La manovra della macelleria delegata

Quasi metà della stretta grava sui lavoratori pubblici e i pensionandi, tutto il resto sugli enti locali: la “macelleria sociale” dovranno farla loro. Il complesso dei tagli ai bilanci pubblici in Europa ammonta a 300 miliardi: l’effetto depressivo è garantito, la stagnazione sicura

Trecento miliardi. A tanto ammontano le strette dei bilanci pubblici in Europa, per i prossimi due anni. La manovra di Tremonti, accettata a denti stretti da Berlusconi, di venticinque miliardi non è la peggiore, rispetto ad esempio a quella britannica o francese (in Germania poi si sono auto-imposti il pareggio di bilancio nel 2016, quindi con tagli complessivi di una cinquantina di miliardi). In effetti per scendere sotto il 3% tra due anni all’Italia servono tagli minori che agli altri paesi, dove il bilancio è stato usato per frenare la recessione. Infatti l’altra medaglia della moderazione di Tremonti è stata una caduta di gettito che, come ha testimoniato l’Istat, è risultata la peggiore tra i paesi europei.

 

Il peso della manovra grava sui lavoratori pubblici; quelli col “posto fisso” rimarranno a stecchetto per un triennio, ma quelli precari (che sono tanti) finiranno spesso e volentieri a spasso. Grava anche sui lavoratori prossimi alla pensione, ed in entrambi i casi si tratta di un po’ più di cinque miliardi, quindi per 10,5 miliardi complessivamente. Oltre la metà della manovra (poco meno di quindici miliardi) si concentra su Regioni ed Enti locali. I dieci miliardi in meno alle Regioni riguardano tutte le spese al di fuori della sanità, oggetto di strette già messe in atto. Poiché i tre quarti della spesa regionale riguarda proprio la sanità, i tagli si concentrano su un volume di spesa relativamente ridotto, su settori che vanno dall’assistenza alla scuola.

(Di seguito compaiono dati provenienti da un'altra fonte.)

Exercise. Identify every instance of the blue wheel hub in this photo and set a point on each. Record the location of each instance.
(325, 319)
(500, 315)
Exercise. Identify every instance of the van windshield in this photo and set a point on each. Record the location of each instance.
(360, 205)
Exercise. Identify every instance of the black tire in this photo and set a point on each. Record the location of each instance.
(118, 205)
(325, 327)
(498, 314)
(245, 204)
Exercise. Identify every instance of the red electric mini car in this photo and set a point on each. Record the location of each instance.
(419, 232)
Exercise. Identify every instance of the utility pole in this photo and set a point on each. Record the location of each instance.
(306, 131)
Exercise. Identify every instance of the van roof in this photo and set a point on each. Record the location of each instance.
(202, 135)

Si tratta di mission impossible, come hanno subito detto sia Errani che Formigoni (l’unico entusiasta è stato Zaia, probabilmente come esponente della Lega, più che come presidente del Veneto).

 

A conclusione del quadro vi è la sanatoria sugli immobili, che è passata da valutazioni (di fonte governativa) da cinque miliardi ad un solo miliardo. Questo condono sembra fare da pendant rispetto alle misure di contrasto all’evasione, che Berlusconi pare abbia sofferto particolarmente, perché resuscitano, anche se solo parzialmente in tema di tracciabilità, i provvedimenti Visco-Bersani dell’estate 2006.

 

La manovra presenta una sua astuzia politica: viene giustificata come un obbligo verso l’Europa, e si afferma che non si “mettono le mani nelle tasche degli italiani”. Se poi lo faranno Regioni ed Enti locali saranno affari loro; la “macelleria sociale” non riguarderà il governo. Viene sottolineato il peso addossato ai dipendenti pubblici, dove i partiti della maggioranza non sono particolarmente forti. Vi sono poi i contentini dei tagli ai politici, alti burocrati, magistrati e simili; qui va ricordato che per ogni mille euro di taglio delle remunerazioni, il fisco perde 430 euro di Irpef, ed anche Regioni e Comuni perdono circa 15 euro di addizionali.

 

Un po’ di fumo negli occhi degli operatori finanziari internazionali la manovra lo getta; ma quanto ci metteranno a capire che di misure di lungo periodo non c’è quasi nulla, a parte l’accelerazione dell’aumento dell’età pensionabile delle dipendenti pubbliche?

 

In quanto economista, non posso non ricordare il vero e proprio colpo di mano compiuto sull’Isae; si approfitta dell’emergenza per mettere a tacere un istituto di ricerca che produce importanti analisi economiche, mentre in Europa ci si muove esattamente nella direzione opposta.

 

Torniamo ai trecento miliardi di tagli di bilancio in Europa: l’effetto depressivo delle manovre messe in atto in tutti i paesi è talmente evidente che non c’è bisogno di sottolinearlo: la domanda interna europea sarà stagnante, e l’unica consolazione sarà un euro più basso sul dollaro, che aiuterà le esportazioni. Ma la prospettiva sarà quella di un una crescita anemica, di una disoccupazione crescente soprattutto a livello giovanile. Il bello è che tutto ciò non è stato determinato dal settore pubblico (né in Europa né negli Usa), ma dal settore finanziario, che dopo essere stato salvato, sta facendo profitti, tra l’altro, “andando corto” sui titoli greci, spagnoli e via declinando.